Like Someone to Save You

Today was my graduation from law school.

It has been a busy week full of travelling around with my parents and little brother and showing them some of Vermont's finest sights, but today has been pretty emotional for me. If I don't think about it too much then the fact that tomorrow is my last day in Vermont until who knows when doesn't bother me. Inevitably I end up thinking about it and it does.

This might sound crazy but I really think Vermont saved my life. I was a mess when I came here in 2009. I was miserable, heartbroken, sad, angry, and terrified about going to law school. Now here I am three years later and I did not just survive, I have thrived.

I feel like I have been searching for a place to call "home" for some time now. A place where I can put down roots and stay for forever. I know that Vermont is not that place for me, but looking back on my life over the last eight years, I know I've left little pieces of home everywhere I have been. I just want to gather those pieces up into one spot so I can have my place to call home.

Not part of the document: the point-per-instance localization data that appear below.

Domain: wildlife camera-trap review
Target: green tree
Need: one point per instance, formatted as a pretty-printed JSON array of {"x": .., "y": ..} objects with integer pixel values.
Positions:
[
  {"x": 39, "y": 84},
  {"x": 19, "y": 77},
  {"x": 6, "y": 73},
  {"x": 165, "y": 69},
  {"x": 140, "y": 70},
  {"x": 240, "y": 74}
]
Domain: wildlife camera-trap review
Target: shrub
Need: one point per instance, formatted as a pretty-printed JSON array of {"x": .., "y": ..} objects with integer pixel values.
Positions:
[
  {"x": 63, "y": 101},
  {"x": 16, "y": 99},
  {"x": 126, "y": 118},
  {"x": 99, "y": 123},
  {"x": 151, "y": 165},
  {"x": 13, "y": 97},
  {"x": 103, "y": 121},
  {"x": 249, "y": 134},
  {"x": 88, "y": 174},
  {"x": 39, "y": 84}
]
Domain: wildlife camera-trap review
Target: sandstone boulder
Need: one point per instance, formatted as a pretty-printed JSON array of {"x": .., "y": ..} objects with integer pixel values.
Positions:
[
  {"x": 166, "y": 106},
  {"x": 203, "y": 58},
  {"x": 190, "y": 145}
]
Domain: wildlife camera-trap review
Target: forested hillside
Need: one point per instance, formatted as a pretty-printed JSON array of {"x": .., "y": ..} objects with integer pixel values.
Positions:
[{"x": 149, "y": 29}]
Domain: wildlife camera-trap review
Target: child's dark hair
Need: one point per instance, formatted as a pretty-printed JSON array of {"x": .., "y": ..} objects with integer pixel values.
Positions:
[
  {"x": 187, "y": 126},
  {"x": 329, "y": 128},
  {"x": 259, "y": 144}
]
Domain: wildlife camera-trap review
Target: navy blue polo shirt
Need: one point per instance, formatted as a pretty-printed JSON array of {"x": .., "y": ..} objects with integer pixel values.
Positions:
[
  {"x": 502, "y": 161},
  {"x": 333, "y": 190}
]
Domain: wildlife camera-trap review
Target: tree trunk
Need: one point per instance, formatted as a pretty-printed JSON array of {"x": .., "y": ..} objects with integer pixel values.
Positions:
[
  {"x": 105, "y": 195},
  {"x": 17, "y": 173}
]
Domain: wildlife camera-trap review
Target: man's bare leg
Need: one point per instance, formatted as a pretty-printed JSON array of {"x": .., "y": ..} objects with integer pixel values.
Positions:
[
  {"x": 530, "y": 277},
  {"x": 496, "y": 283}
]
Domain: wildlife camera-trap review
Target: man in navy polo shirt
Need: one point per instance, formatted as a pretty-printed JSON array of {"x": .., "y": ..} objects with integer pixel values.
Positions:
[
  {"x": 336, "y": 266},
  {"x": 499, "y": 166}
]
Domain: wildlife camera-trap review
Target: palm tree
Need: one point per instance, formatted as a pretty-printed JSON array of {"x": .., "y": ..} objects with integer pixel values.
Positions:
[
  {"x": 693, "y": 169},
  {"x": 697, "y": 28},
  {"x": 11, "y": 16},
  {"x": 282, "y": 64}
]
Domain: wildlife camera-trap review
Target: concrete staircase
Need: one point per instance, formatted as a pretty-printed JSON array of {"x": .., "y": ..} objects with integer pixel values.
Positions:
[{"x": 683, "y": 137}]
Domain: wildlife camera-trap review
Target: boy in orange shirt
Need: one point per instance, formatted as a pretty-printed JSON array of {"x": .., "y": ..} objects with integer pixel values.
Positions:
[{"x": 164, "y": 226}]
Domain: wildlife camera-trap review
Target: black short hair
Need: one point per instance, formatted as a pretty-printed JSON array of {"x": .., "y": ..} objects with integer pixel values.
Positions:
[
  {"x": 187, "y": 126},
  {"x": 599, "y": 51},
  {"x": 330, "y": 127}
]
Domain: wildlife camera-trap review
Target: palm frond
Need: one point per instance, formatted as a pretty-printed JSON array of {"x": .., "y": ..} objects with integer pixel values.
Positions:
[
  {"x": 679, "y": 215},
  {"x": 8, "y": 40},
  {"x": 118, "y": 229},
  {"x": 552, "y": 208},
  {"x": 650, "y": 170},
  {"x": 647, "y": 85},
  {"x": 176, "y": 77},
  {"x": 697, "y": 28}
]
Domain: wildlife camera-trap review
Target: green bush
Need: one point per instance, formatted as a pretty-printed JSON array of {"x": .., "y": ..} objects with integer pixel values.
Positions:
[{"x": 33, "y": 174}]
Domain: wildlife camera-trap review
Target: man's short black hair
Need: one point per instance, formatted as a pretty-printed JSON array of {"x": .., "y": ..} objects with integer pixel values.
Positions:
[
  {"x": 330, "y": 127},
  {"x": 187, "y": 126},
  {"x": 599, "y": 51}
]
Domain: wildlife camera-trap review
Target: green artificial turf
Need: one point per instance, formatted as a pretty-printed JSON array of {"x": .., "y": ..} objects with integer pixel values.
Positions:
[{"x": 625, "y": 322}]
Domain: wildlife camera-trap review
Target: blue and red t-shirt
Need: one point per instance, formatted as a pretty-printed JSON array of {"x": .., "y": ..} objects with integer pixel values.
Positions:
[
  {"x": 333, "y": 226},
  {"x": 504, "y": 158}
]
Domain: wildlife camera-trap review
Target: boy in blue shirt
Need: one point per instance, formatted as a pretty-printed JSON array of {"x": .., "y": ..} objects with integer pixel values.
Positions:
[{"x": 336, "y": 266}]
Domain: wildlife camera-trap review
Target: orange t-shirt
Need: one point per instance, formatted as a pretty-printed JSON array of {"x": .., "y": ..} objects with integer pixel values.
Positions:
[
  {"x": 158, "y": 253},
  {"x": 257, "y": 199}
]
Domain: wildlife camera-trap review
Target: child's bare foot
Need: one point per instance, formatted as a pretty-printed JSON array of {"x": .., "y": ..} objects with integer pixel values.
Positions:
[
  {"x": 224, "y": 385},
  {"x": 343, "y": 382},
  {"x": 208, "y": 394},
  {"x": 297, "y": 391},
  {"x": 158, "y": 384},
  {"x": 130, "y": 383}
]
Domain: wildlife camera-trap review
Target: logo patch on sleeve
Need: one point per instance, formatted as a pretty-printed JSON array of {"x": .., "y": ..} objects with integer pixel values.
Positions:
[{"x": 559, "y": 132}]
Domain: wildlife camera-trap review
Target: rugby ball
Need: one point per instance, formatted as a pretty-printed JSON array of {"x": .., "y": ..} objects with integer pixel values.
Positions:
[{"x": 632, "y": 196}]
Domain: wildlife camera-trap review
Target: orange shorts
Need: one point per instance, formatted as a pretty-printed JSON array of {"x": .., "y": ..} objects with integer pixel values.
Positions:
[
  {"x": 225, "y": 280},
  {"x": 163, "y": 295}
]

I feel like there is a lot about this subject that I can't put into words. Here is a photo of me in my graduation regalia. Also, I must warn you that my bar class starts Tuesday, and so I will be taking a blogging hiatus until after the Arizona bar in late July. My next post will probably be in August, after I've had a little time to recuperate. So have a lovely summer! Think of me fondly!


Comments

Brian & Kyla said…
Congrats Lindsey!! I'll anxiously awaiting your return in August! Good luck on the bar.
alirara said…
Well good job I'm very proud of you. Did Daddy cry when you graduated? Just wondering. Love ya
Kristin Lowe said…
I'm so impressed that you randomly moved to Vermont. And graduated law school! You're awesome.
Ruth said…
I know you are not blogging but I still look just in case! I hope your studying is going well. Hang in there! God bless you.